Francis i haszysz z cyklu Sierotki

<i>Francis i haszysz</i> z cyklu <i>Sierotki</i>

stal, brąz, farba olejna, drewno; wym. 305 x 100 x 100 cm

Francis i haszysz Olafa Brzeskiego to wykonana ze stali i brązu rzeźba na drewnianym postumencie, która w swoim kształcie nawiązuje do studium z modela ludzkiego. Zestawione ze sobą elementy pracy tworzą zarys przypominający rachityczną postać mężczyzny. Do powstania dzieła przyczynił się przyjaciel Brzeskiego, Francis Thorburn, który pozując rzeźbiarzowi palił haszysz.

Opis pracy ze strony Galerii Raster: Modelem do ponadnaturalnej wielkości, klasycznego w kompozycji męskiego aktu był przyjaciel Brzeskiego, brytyjski artysta Francis Thorburn. Pozując w studio artysty Francis pali haszysz, a rzeźbiarz tworzy jego eteryczny, pozbawiony masy portret z cienkich stalowych rurek imitujących słomę. Ta rzeźba to bardziej halucynacja niż cielesne studium, rysunek w przestrzeni upleciony z wiązki zwiewnych, suchych traw, odurzona zjawa w kształcie ludzkiej sylwetki z głową rozpływającą się w amorficznej chmurze dymu.

Fragment opisu pracy Stacha Szabłowskiego: Olaf Brzeski podejmuje klasyczny rzeźbiarski temat: studium z modela, którego owocem jest pełnopostaciowy portret.

Punktem wyjścia pracy Brzeskiego jest więc tradycyjna sytuacja artystyczna, której parametry wyznacza czasoprzestrzeń pracowni, postać rzeźbiarza, osoba modela i relacja między nimi – relacja, która ma zostać potwierdzona dziełem sztuki.    

Interpretacja Iwa Zmyślonego: Takich zabaw z materią jest u Brzeskiego więcej.
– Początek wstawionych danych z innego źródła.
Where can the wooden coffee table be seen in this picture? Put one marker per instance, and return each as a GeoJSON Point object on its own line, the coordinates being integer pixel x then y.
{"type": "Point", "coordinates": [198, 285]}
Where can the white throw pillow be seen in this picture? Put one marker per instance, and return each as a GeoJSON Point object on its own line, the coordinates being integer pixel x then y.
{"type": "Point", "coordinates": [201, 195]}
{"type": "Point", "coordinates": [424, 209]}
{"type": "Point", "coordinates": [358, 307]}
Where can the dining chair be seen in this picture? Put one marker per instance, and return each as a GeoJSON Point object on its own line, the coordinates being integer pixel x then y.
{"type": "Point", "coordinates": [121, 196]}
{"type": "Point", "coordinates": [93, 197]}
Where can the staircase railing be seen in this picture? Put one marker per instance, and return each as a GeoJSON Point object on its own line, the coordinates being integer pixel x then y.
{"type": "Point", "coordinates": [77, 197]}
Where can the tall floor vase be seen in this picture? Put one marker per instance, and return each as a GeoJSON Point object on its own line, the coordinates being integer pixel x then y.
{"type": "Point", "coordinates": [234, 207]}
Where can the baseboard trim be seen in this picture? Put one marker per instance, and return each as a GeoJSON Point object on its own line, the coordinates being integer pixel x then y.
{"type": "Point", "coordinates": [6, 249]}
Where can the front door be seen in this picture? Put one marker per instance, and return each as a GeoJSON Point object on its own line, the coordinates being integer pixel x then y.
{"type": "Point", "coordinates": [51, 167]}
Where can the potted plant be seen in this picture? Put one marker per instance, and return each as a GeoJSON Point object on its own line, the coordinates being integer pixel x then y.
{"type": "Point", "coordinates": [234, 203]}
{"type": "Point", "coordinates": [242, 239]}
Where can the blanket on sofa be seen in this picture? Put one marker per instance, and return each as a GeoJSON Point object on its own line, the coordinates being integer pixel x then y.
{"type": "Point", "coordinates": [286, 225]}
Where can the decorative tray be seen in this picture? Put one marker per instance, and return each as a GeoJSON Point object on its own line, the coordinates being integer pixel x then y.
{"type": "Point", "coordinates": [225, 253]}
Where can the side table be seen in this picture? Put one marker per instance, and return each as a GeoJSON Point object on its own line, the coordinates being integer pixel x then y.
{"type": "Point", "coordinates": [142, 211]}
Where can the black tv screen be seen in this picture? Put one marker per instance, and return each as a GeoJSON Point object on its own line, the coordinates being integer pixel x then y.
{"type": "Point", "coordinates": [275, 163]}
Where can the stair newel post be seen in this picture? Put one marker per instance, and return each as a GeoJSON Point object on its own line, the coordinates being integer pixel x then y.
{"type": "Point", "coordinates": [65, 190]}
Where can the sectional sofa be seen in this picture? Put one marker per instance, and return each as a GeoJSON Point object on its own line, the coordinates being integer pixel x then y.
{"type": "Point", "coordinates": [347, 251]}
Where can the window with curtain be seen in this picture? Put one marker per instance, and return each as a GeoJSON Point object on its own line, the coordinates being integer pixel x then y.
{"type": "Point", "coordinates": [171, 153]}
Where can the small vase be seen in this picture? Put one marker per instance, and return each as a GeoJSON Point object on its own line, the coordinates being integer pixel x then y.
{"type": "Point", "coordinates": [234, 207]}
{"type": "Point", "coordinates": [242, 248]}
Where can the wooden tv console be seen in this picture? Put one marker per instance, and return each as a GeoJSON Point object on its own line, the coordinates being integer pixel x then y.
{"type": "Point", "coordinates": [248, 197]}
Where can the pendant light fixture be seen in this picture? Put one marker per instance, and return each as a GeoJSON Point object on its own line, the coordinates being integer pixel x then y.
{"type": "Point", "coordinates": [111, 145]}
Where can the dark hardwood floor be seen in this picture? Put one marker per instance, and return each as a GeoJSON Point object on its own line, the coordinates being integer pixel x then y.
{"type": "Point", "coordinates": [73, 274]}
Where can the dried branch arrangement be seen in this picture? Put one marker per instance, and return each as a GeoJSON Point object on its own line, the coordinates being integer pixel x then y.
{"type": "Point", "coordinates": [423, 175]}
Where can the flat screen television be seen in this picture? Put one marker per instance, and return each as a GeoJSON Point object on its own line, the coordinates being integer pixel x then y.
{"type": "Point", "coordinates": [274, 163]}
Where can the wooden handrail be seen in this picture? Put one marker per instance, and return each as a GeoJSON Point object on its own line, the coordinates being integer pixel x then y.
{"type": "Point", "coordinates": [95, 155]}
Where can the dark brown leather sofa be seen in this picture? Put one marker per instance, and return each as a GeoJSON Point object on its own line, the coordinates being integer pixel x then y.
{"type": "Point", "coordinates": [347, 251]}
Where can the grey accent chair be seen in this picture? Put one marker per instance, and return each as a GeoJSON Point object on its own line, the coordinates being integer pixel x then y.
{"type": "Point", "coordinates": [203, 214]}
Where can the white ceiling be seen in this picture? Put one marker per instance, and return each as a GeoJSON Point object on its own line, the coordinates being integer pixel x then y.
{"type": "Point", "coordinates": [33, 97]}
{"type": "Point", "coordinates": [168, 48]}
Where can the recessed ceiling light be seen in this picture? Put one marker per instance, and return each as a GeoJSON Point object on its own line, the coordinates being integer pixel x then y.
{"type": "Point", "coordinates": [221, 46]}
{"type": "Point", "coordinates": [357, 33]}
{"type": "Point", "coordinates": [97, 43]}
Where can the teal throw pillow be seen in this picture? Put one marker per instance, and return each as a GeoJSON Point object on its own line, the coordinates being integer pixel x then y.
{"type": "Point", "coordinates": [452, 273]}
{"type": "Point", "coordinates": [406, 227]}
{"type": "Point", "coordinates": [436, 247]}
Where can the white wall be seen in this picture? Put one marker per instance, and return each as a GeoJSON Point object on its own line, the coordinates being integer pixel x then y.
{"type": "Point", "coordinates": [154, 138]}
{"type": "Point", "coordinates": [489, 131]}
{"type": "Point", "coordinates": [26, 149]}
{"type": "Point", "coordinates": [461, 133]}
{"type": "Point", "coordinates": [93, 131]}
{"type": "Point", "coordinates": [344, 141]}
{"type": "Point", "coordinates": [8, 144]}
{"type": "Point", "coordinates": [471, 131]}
Na przykład „Francis i haszysz” – świetne, abstrakcyjne studium modela. Na pierwszy rzut oka to słoma i kłosy – pożółkłe, wyschnięte na słońcu i zebrane w polu, sklecone jakimś cudem w rachityczną całość. Najmniejszy ruch powietrza mógłby je połamać, więc staram się stąpać ostrożnie. I znowu – z bliska kruche badyle okazują się solidną, przemyślaną konstrukcją ze stalowych prętów, rzeźbiarsko przemienionych we własne przeciwieństwo.
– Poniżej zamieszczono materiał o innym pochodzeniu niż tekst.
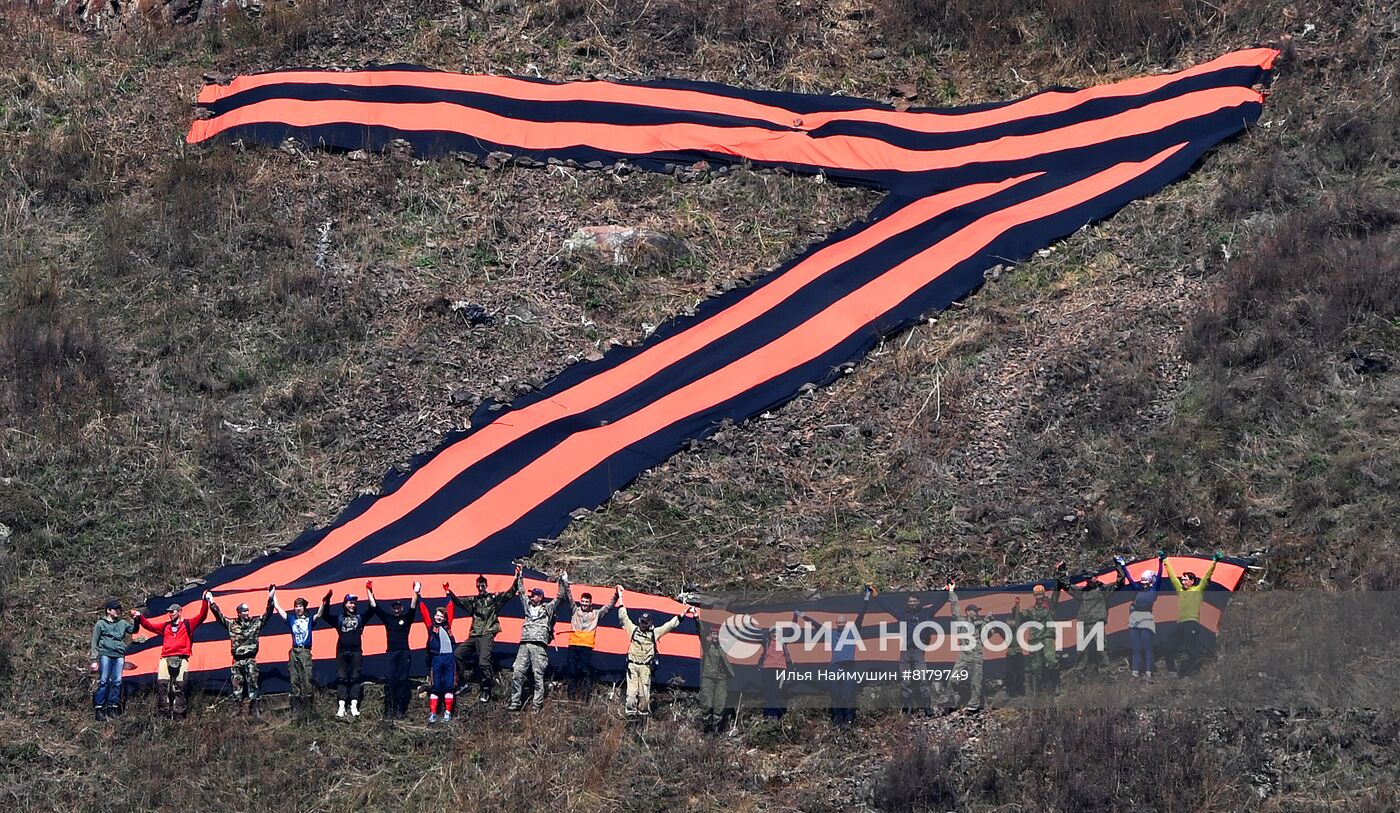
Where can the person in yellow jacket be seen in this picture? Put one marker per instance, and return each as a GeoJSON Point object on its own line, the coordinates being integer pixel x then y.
{"type": "Point", "coordinates": [583, 637]}
{"type": "Point", "coordinates": [1192, 640]}
{"type": "Point", "coordinates": [641, 652]}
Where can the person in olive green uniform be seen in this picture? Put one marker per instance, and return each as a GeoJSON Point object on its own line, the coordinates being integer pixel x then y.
{"type": "Point", "coordinates": [969, 661]}
{"type": "Point", "coordinates": [641, 654]}
{"type": "Point", "coordinates": [1192, 641]}
{"type": "Point", "coordinates": [485, 609]}
{"type": "Point", "coordinates": [1094, 608]}
{"type": "Point", "coordinates": [108, 655]}
{"type": "Point", "coordinates": [716, 672]}
{"type": "Point", "coordinates": [244, 631]}
{"type": "Point", "coordinates": [1042, 662]}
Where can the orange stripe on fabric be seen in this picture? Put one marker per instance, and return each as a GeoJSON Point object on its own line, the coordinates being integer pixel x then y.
{"type": "Point", "coordinates": [597, 389]}
{"type": "Point", "coordinates": [580, 452]}
{"type": "Point", "coordinates": [699, 101]}
{"type": "Point", "coordinates": [853, 153]}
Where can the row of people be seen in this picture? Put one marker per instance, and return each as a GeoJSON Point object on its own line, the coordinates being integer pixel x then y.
{"type": "Point", "coordinates": [448, 659]}
{"type": "Point", "coordinates": [457, 665]}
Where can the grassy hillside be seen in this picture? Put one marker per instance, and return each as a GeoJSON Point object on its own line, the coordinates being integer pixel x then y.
{"type": "Point", "coordinates": [206, 350]}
Iwo Zmyślony (przy okazji prezentacji pracy Brzeskiego na wystawie Czerwona poprzeczka): Trudno uwierzyć, ale w kilku pracach pozostałych artystów materialność rzeźby jest jeszcze bardziej umowna. Olaf Brzeski redukuje ją do rachitycznej konstrukcji z kłosów i słomek. Portret – odwieczne wyzwanie rzeźbiarzy – staje się tu powidokiem, zapisem haszyszowej maligny. Głowa modela rozmywa się w obłoku, a sylweta wyciąga jak w zakrzywionym zwierciadle. Pozorna łamliwość potęguje wrażenie zniekształconej percepcji – kłosy i słomki to kuta na gorąco i cięta szlifierkami stal polichromowana. Materia, która udaje, że nie jest sobą.

Opis pracy wg Malwiny Domagały: Olaf Brzeski podejmuje tradycyjny temat rzeźbiarski: studium z modela. Francis Thorburn, brytyjski artysta i przyjaciel Brzeskiego, pozując pali haszysz. Odurzony do nieprzytomności osuwa się bezwładnie. Wizualnym odzwierciedleniem stanu modela stała się forma powstałej rzeźby Francis i haszysz (2012). Sylwetka ludzka zatraca swoją cielesność, podlega schematyzacji, anatomiczne szczegóły zostają zredukowane do trójwymiarowego, umownego znaku. Figuratywna forma sprowadzona do linearnego, wertykalnego konturu, zdaje się być zbudowana z patyków, trawy, z nietrwałej materii. W rzeczywistości są to pręty ze stali i brązu.